There were increases in rents in Dublin and Cork, Louth, Kildare, Wicklow, Carlow and Kildare in November when compared with the same month last year.
A fall-off in the stock of rental properties in larger cities such as Dublin and Cork has resulted in rents rising for the first time in three years.
But the nationwide rise of 0.2pc in rents masks falls in Galway, Limerick, Waterford and most of the midlands, according to a new report from Daft.ie.
The average rent, which includes various property types, is now €825, a fall of 25pc from the peak in 2007.
Huge regional variations in rental amounts are thrown up in the survey with monthly rents as low as €458 in Longford compared with €1,050 in Dublin.
The most significant rises in rents have been in Cork with an increase of 6.2pc in the past year to an average of €883.
Daft economist Ronan Lyons said that up to now, rents had effectively been static for almost two years.
"However, differences between urban and rural areas persist, with greatest demand and smallest oversupply in Cork and Dublin, in particular," he said.
Mr Lyons said the total stock of properties on the rental market fell from 20,000 in July to 16,000 in November.
This was mainly due to a fall in property prices in Dublin, where the rental stock has fallen by almost 60pc in two years.

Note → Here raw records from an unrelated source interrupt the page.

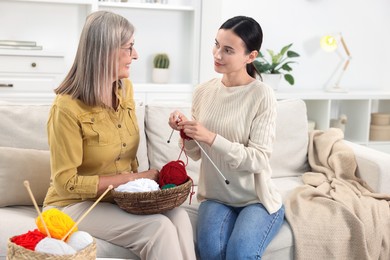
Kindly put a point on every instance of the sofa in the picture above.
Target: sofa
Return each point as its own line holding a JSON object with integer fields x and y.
{"x": 24, "y": 156}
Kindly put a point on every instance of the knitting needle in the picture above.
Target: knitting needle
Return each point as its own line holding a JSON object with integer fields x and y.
{"x": 173, "y": 130}
{"x": 215, "y": 166}
{"x": 27, "y": 185}
{"x": 86, "y": 213}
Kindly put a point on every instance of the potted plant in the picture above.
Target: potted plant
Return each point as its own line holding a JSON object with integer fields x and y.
{"x": 278, "y": 65}
{"x": 160, "y": 68}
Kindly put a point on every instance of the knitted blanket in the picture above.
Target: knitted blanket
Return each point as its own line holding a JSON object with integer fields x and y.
{"x": 336, "y": 215}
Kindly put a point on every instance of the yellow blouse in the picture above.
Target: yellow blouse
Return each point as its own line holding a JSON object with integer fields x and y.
{"x": 88, "y": 142}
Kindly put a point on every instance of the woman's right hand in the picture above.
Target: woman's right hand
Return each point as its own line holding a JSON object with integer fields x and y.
{"x": 176, "y": 117}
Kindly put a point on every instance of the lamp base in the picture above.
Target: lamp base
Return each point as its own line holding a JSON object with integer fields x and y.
{"x": 336, "y": 89}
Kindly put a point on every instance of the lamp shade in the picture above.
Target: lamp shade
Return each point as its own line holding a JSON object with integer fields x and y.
{"x": 328, "y": 43}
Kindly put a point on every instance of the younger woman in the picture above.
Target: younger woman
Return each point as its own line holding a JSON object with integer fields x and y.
{"x": 233, "y": 120}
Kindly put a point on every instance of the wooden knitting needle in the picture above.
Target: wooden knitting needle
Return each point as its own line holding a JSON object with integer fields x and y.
{"x": 27, "y": 185}
{"x": 86, "y": 213}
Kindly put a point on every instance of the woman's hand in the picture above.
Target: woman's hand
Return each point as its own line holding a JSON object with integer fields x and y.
{"x": 176, "y": 117}
{"x": 197, "y": 131}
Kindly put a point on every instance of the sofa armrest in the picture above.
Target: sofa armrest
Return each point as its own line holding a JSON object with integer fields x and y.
{"x": 373, "y": 167}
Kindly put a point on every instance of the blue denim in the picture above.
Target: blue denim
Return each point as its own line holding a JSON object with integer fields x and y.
{"x": 225, "y": 232}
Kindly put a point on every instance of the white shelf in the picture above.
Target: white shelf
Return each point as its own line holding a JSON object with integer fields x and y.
{"x": 78, "y": 2}
{"x": 150, "y": 6}
{"x": 13, "y": 52}
{"x": 323, "y": 95}
{"x": 356, "y": 105}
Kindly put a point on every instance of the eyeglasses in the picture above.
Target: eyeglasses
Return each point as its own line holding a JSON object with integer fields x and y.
{"x": 129, "y": 49}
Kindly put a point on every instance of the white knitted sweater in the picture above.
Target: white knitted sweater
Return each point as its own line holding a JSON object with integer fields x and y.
{"x": 243, "y": 118}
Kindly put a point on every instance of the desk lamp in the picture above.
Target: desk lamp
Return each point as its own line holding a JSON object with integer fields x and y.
{"x": 330, "y": 43}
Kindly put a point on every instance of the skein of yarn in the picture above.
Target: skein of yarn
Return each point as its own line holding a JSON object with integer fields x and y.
{"x": 58, "y": 223}
{"x": 173, "y": 172}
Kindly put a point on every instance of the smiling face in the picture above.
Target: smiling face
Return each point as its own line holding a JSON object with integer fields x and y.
{"x": 230, "y": 54}
{"x": 126, "y": 55}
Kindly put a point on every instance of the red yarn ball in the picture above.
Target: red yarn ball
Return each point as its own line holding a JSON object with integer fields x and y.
{"x": 173, "y": 173}
{"x": 29, "y": 240}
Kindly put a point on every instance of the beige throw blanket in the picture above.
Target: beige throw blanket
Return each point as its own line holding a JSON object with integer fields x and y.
{"x": 335, "y": 215}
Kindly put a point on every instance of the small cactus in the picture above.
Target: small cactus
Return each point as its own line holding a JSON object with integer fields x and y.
{"x": 161, "y": 61}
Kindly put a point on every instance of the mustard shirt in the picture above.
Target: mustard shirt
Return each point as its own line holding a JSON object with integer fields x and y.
{"x": 88, "y": 142}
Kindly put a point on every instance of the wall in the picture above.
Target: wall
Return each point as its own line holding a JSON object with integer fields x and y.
{"x": 364, "y": 24}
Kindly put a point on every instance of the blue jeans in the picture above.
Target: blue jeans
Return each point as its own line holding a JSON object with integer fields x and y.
{"x": 225, "y": 232}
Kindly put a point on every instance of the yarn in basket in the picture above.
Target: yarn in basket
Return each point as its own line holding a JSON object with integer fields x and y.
{"x": 57, "y": 222}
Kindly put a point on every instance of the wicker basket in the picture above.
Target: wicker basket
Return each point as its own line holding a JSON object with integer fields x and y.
{"x": 16, "y": 252}
{"x": 144, "y": 203}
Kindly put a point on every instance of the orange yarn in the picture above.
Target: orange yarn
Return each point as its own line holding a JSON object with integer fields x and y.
{"x": 58, "y": 223}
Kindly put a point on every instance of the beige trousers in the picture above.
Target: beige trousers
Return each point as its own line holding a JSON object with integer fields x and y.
{"x": 158, "y": 236}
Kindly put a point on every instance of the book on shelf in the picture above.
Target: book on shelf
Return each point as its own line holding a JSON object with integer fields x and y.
{"x": 21, "y": 47}
{"x": 17, "y": 43}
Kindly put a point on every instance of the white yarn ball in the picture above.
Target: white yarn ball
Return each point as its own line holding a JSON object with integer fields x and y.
{"x": 54, "y": 246}
{"x": 80, "y": 240}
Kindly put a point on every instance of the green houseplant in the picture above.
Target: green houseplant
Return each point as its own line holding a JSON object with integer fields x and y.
{"x": 160, "y": 72}
{"x": 279, "y": 63}
{"x": 161, "y": 61}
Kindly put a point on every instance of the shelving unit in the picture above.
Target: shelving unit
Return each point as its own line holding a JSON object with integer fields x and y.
{"x": 356, "y": 105}
{"x": 57, "y": 24}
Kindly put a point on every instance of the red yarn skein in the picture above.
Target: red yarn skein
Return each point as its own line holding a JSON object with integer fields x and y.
{"x": 173, "y": 172}
{"x": 184, "y": 136}
{"x": 29, "y": 240}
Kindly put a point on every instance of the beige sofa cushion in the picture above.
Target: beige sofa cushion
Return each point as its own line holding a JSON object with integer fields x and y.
{"x": 18, "y": 165}
{"x": 289, "y": 157}
{"x": 157, "y": 133}
{"x": 24, "y": 126}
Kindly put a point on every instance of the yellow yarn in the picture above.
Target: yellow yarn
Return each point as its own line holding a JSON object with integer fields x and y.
{"x": 58, "y": 223}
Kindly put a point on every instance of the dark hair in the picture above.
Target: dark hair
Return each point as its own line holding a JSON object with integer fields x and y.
{"x": 251, "y": 34}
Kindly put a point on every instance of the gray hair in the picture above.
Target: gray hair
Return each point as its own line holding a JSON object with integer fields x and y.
{"x": 90, "y": 78}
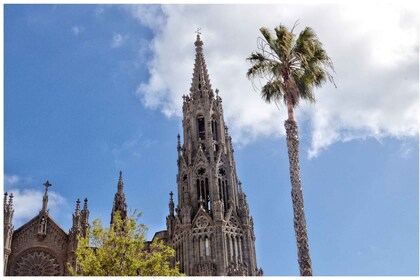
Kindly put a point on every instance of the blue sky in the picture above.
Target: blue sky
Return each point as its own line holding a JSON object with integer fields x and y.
{"x": 90, "y": 90}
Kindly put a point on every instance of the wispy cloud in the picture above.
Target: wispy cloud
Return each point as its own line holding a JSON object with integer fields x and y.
{"x": 11, "y": 181}
{"x": 376, "y": 74}
{"x": 118, "y": 40}
{"x": 76, "y": 30}
{"x": 99, "y": 10}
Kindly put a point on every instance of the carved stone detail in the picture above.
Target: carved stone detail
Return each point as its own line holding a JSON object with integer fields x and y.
{"x": 36, "y": 263}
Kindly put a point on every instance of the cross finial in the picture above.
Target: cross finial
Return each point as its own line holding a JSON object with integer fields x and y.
{"x": 47, "y": 185}
{"x": 198, "y": 32}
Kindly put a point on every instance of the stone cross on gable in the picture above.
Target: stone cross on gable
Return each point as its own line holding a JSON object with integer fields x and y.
{"x": 47, "y": 185}
{"x": 45, "y": 198}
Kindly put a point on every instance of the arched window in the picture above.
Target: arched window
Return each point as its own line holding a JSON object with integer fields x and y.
{"x": 214, "y": 129}
{"x": 203, "y": 190}
{"x": 223, "y": 188}
{"x": 201, "y": 128}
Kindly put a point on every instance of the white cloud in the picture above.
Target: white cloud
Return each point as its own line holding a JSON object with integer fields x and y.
{"x": 11, "y": 181}
{"x": 28, "y": 202}
{"x": 118, "y": 40}
{"x": 374, "y": 49}
{"x": 76, "y": 30}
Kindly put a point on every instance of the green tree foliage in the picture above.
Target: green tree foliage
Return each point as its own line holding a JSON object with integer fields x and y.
{"x": 122, "y": 250}
{"x": 291, "y": 68}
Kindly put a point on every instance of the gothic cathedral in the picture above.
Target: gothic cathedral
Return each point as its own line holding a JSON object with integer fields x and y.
{"x": 210, "y": 229}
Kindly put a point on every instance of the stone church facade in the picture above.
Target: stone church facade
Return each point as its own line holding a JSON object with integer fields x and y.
{"x": 210, "y": 229}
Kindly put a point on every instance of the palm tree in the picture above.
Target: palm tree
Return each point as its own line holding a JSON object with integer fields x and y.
{"x": 291, "y": 68}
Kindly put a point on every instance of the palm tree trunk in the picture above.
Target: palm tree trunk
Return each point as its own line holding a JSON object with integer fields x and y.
{"x": 297, "y": 198}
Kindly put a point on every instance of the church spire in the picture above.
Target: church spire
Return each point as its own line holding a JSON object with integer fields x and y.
{"x": 120, "y": 184}
{"x": 200, "y": 86}
{"x": 119, "y": 201}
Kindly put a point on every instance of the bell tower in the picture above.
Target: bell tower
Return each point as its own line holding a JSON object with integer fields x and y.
{"x": 211, "y": 231}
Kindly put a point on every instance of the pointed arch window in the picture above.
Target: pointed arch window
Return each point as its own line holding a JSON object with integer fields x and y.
{"x": 201, "y": 128}
{"x": 203, "y": 190}
{"x": 223, "y": 188}
{"x": 214, "y": 129}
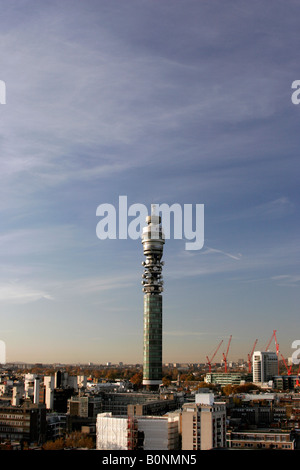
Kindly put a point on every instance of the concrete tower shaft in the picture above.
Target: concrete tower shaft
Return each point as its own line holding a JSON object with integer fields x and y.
{"x": 153, "y": 240}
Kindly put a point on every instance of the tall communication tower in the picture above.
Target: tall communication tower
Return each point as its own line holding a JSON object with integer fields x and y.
{"x": 153, "y": 240}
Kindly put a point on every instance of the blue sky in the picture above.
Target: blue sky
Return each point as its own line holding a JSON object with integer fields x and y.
{"x": 164, "y": 101}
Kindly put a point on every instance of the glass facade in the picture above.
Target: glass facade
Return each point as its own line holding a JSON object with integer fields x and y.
{"x": 152, "y": 369}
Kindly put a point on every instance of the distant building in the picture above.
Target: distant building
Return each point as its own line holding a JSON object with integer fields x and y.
{"x": 137, "y": 433}
{"x": 203, "y": 424}
{"x": 264, "y": 366}
{"x": 23, "y": 423}
{"x": 85, "y": 407}
{"x": 261, "y": 439}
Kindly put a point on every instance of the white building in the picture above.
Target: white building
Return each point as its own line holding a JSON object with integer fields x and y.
{"x": 49, "y": 391}
{"x": 111, "y": 432}
{"x": 138, "y": 432}
{"x": 203, "y": 423}
{"x": 264, "y": 366}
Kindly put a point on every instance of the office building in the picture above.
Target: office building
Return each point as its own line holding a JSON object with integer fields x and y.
{"x": 203, "y": 424}
{"x": 137, "y": 433}
{"x": 153, "y": 241}
{"x": 264, "y": 366}
{"x": 261, "y": 439}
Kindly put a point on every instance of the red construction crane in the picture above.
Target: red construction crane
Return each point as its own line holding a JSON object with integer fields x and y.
{"x": 250, "y": 356}
{"x": 289, "y": 369}
{"x": 225, "y": 355}
{"x": 210, "y": 360}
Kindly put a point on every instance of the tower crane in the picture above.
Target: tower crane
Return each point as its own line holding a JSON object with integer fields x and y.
{"x": 209, "y": 361}
{"x": 250, "y": 356}
{"x": 276, "y": 345}
{"x": 225, "y": 355}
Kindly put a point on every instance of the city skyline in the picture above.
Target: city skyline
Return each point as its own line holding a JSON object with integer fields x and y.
{"x": 161, "y": 102}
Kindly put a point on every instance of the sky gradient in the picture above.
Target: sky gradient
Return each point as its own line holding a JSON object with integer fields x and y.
{"x": 163, "y": 101}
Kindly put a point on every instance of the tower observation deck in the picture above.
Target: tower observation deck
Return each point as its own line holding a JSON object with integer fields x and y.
{"x": 153, "y": 240}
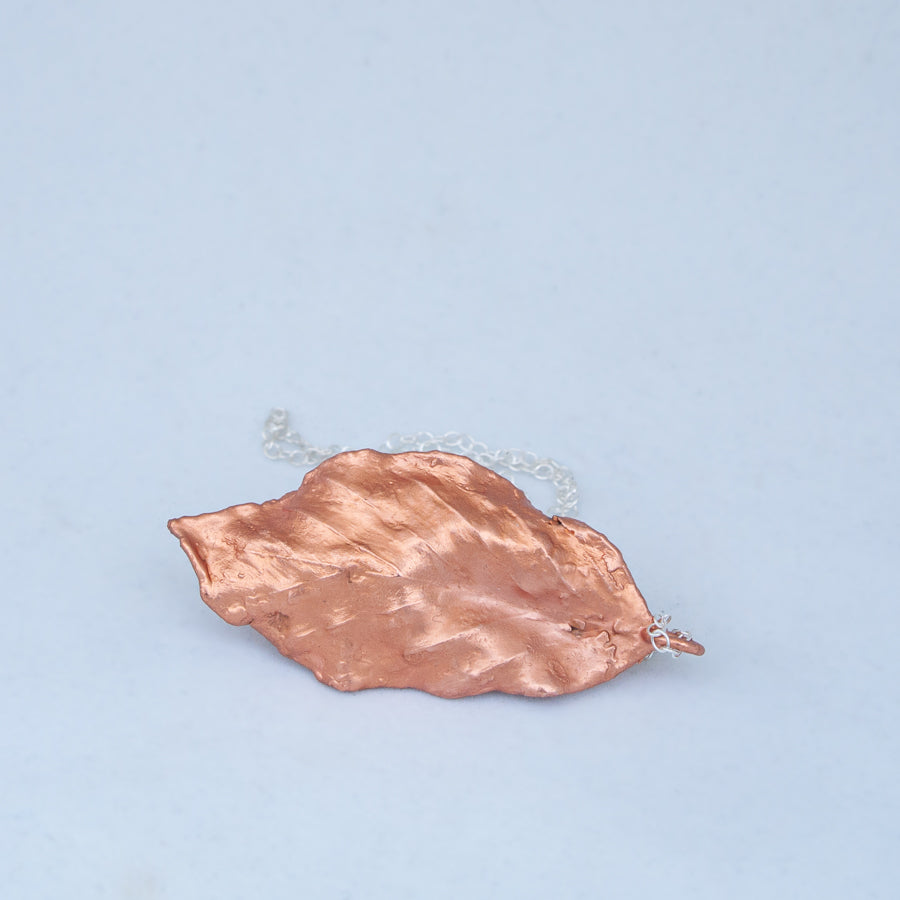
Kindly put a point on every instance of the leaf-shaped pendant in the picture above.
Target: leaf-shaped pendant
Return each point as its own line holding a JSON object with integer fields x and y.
{"x": 423, "y": 570}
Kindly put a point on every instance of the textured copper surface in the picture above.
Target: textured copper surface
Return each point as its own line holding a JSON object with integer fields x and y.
{"x": 423, "y": 570}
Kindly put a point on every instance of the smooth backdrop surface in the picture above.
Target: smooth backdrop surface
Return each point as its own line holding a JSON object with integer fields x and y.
{"x": 656, "y": 241}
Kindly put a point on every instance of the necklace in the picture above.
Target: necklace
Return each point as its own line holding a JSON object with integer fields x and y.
{"x": 420, "y": 565}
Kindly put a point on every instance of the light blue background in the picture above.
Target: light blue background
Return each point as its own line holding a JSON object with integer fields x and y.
{"x": 658, "y": 242}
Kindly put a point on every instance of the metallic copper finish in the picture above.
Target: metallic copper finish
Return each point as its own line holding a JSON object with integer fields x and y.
{"x": 423, "y": 570}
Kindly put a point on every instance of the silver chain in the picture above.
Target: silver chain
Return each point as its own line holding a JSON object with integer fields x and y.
{"x": 279, "y": 442}
{"x": 658, "y": 631}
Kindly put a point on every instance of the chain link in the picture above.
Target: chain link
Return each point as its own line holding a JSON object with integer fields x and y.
{"x": 279, "y": 442}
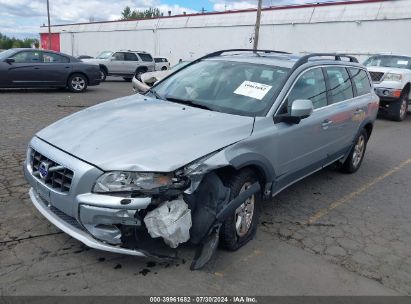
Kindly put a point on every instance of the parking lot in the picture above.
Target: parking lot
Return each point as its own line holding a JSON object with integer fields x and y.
{"x": 329, "y": 234}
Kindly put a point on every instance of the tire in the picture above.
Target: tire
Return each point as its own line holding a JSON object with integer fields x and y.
{"x": 232, "y": 236}
{"x": 356, "y": 156}
{"x": 398, "y": 109}
{"x": 139, "y": 72}
{"x": 77, "y": 83}
{"x": 103, "y": 74}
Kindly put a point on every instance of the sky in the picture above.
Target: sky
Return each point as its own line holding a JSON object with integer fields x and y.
{"x": 22, "y": 18}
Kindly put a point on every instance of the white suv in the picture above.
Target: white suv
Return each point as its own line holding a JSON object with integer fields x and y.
{"x": 123, "y": 63}
{"x": 391, "y": 75}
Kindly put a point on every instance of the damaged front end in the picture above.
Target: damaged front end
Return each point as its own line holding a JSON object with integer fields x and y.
{"x": 188, "y": 205}
{"x": 138, "y": 213}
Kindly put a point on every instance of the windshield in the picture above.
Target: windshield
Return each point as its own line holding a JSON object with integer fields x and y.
{"x": 104, "y": 55}
{"x": 401, "y": 62}
{"x": 225, "y": 86}
{"x": 179, "y": 65}
{"x": 5, "y": 54}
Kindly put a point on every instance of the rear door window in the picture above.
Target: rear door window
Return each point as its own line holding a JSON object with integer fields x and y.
{"x": 360, "y": 81}
{"x": 119, "y": 56}
{"x": 54, "y": 58}
{"x": 130, "y": 57}
{"x": 145, "y": 57}
{"x": 339, "y": 84}
{"x": 28, "y": 57}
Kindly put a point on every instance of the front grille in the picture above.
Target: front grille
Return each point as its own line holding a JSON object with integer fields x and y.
{"x": 376, "y": 76}
{"x": 51, "y": 173}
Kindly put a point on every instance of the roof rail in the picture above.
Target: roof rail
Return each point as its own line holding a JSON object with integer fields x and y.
{"x": 218, "y": 53}
{"x": 337, "y": 57}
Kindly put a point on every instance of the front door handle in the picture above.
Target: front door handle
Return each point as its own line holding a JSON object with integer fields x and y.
{"x": 358, "y": 111}
{"x": 326, "y": 123}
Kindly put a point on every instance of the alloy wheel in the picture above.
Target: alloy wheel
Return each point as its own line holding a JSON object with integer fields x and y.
{"x": 244, "y": 214}
{"x": 358, "y": 151}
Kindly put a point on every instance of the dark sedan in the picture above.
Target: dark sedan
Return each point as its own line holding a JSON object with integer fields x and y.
{"x": 28, "y": 68}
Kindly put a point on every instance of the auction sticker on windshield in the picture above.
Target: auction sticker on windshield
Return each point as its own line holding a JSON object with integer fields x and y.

Another major factor was the reluctance of would-be new buyers to enter the market because of fears of further price falls and the lack of mortgage lending.
But the Daft economist warned that proposals from Social Protection Minister Joan Burton for the Budget to reduce the €465m being spent on rent allowance could have a major impact on rent levels.
Around 96,000 people receive rent supplement.
Mr Lyons said any reform of rent allowance may impact on rents.
This means that rents are likely to continue to rise in urban markets next year with decreases in rural areas.
Meanwhile, KBC Bank has tightened its rules on lending.
The bank now requires first-time buyers to have a deposit that is 20pc of the value of property being purchased.
Up to now, it would provide a mortgage if buyers had a deposit that amounted to 10pc of the value of the property.
The bank claimed it had changed its lending criteria because it wanted to act in a "prudent and sensible manner".
Last week, it said that more than 15pc of its Irish loan book of €16bn was in arrears of more than three months at the end of September.
Brokers said it was one of the few lenders active in the first-time buyer market.